You probably think about sleep and insomnia a lot. The worry and dread often mounts as the day progresses. You wonder if tonight is a night that will be OK or will be horrible. You may worry this problem will never end. You worry that it is going to effect your long-term health. You worry about worrying too much about sleep!
You may have tried sleeping pills of one kind or another, and you might even take them every single night. However, you might not want to rely on medication or alcohol or other substances to help you fall or stay asleep. You wonder if there is another way, but change is worrisome. You might have heard about the idea of therapy or behavioral methods for insomnia, but you aren't sure what these are or whether they could help.
The good news is that even if you feel as if your poor sleep is ruining your life, there is hope. As a Clinical Health Psychologist, I've been long interested in and have training and experience helping people with insomnia and other sleep disorders. In fact, some of my clinical training was in a sleep disorders center in Chicago where we evaluated and treated a wide variety of people with sleep issues. In my work at university counseling and health centers and in private practice, I've helped people with insomnia, sleep rhythm/schedule problems, and people who have difficulty with sleep due to medical issues including sleep apnea.
The first step with insomnia treatment is to thoroughly examine your difficulty with sleep. We will consider a lot of details, since sleep is complex and a result of biological, behavioral, psychological, and environmental factors. We will identify which factors are most impacting your sleeping problem. We will look at your sleep habits and patterns, as well as all of the things you've tried to do to help you sleep. We may notice that certain things triggered your insomnia, but other things keep it going.

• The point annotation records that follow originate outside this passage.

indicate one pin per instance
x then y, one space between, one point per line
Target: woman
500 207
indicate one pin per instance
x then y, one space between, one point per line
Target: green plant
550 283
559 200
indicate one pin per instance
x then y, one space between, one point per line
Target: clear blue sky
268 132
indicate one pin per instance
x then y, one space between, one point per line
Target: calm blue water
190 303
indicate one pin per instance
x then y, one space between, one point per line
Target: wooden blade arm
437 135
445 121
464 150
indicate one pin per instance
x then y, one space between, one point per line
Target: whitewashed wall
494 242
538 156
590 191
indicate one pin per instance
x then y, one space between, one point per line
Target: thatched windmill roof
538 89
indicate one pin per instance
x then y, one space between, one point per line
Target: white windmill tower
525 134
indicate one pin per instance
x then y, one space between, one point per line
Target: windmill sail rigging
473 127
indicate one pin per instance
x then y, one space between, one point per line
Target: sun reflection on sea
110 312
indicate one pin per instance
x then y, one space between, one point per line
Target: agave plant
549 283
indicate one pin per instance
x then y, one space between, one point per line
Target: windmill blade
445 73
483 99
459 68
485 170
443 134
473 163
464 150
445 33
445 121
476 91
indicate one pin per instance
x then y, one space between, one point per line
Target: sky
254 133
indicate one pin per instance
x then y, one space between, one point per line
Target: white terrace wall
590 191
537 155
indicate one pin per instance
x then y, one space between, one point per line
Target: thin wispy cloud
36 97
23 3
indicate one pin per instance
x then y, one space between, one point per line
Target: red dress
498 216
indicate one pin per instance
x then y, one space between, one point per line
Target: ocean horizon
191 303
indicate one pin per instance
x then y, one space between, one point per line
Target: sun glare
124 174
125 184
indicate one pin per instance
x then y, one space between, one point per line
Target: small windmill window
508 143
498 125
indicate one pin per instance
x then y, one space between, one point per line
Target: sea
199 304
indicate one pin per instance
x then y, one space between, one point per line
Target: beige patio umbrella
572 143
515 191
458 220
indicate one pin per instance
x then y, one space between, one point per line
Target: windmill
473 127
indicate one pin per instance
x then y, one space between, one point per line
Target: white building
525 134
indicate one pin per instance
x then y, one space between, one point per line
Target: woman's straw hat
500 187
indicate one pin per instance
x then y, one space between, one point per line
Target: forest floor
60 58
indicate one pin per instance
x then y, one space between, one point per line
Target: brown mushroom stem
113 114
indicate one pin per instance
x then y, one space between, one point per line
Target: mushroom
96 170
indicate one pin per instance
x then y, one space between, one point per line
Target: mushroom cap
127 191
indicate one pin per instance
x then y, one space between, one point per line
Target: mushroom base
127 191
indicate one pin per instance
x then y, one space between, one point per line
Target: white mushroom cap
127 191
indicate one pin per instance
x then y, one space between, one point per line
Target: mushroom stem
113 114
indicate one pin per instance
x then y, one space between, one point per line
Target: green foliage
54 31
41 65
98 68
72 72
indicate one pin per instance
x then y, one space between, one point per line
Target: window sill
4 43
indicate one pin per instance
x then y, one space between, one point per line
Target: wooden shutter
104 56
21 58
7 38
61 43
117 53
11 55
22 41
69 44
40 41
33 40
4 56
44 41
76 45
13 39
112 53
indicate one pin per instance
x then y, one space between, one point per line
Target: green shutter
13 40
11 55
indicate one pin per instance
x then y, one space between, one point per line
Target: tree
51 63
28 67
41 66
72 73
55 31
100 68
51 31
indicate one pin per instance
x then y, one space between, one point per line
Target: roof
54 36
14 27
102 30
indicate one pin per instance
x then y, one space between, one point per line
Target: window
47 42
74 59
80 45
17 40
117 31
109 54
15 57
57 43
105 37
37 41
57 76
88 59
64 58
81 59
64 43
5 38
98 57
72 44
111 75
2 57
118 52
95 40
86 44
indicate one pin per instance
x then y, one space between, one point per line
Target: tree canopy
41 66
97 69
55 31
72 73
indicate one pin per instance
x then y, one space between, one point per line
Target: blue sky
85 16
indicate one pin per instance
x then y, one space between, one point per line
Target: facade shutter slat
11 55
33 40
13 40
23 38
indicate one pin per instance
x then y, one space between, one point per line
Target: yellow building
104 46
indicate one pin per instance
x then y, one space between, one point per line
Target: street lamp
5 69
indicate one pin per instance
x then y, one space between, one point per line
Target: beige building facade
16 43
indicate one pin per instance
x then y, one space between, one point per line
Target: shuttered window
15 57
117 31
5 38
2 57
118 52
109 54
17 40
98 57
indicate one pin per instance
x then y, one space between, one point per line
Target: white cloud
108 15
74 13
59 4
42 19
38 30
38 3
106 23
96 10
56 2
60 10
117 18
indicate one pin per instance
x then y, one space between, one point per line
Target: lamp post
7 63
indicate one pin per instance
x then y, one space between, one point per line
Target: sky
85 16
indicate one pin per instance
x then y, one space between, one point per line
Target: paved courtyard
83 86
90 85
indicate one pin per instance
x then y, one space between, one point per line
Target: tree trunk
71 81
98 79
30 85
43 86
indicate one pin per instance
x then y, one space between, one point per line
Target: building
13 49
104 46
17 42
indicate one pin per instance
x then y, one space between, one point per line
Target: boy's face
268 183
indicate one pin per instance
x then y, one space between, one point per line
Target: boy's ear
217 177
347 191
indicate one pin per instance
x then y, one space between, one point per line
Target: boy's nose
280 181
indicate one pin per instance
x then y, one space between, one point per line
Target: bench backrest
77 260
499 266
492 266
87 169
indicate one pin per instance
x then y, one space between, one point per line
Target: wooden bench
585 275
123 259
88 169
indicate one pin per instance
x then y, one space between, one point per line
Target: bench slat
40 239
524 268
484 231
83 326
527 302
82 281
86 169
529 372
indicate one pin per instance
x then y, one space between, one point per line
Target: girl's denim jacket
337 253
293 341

Along the way, I'll help you understand your sleep and teach you ways to reduce the over-arousal you feel in your body and mind as you try to sleep. Our goal will be to help you sleep more like a "normal sleeper" again. The true challenge is that normal sleepers don't try very hard to sleep, they just do. So our goal will be to help you "unlearn" the things that interfere with sleep and to help you find ways to cope with the worry and thoughts about not sleeping.
There are two main non-pharmacological approaches I use in counseling and therapy for insomnia and other sleep problems. One is Cognitive Behavioral Therapy for Insomnia (CBT-I) and the other is Acceptance and Commitment Therapy for Insomnia (ACT-I). I have been trained in both methods and use them according to your needs. A primary focus of CBT-I is restructuring your sleep patterns and behaviors, and a primary focus of ACT-I is using mindfulness and acceptance to deal with all the negative sensations and thoughts that go along with the struggle to sleep. I have several apps and books I routinely recommend to clients that can make this process more helpful.